Plakat mit nackten Brüsten in Wuppertal löst Empörung und Gerichtsstreit aus

"Busen" – Empörung über nackte Brüste auf Plakaten in Wuppertal

Ein Plakatmotiv des Medienprojekts Wuppertal wirbt mit freiem Oberkörper für den Film „Busen – Perspektiven auf Brüste“ – nun gibt es Streit.

Ein Plakatmotiv in Wuppertal hat für hitzige Diskussionen gesorgt, nachdem es zur Bewerbung eines Filmprojekts nackte Brüste zeigte. Die Bilder, Teil einer medienpädagogischen Reihe für Schulen, führten zu Beschwerden, Sachbeschädigungen und sogar juristischen Auseinandersetzungen. Nun hat ein Gerichtsurteil den Streit zugunsten des Kinos entschieden.

Die Kontroverse begann, als das Wuppertaler Medienprojekt Plakate für „Busen – Perspektiven auf Brüste“ aufhängte, einen Film, der sich mit Körperbildern, Geschlechterrollen und gesellschaftlichen Wahrnehmungen von Brüsten auseinandersetzt. Statt Zustimmung erntete die Kampagne jedoch Widerspruch. Viele Plakate wurden von Passanten abgerissen oder beschmiert.

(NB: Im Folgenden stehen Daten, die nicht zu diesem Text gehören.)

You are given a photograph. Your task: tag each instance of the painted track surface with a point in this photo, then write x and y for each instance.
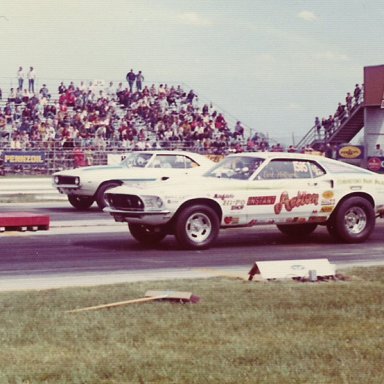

Mit der gerichtlichen Klärung kann das Wuppertaler Medienprojekt seine Arbeit nun fortsetzen. Die Plakate bleiben hängen, und die Filmreihe wird wie geplant durchgeführt. Der Fall hat jedoch die anhaltenden Spannungen um die öffentliche Darstellung des Körpers und die Grenzen der Akzeptanz in der Werbung deutlich gemacht.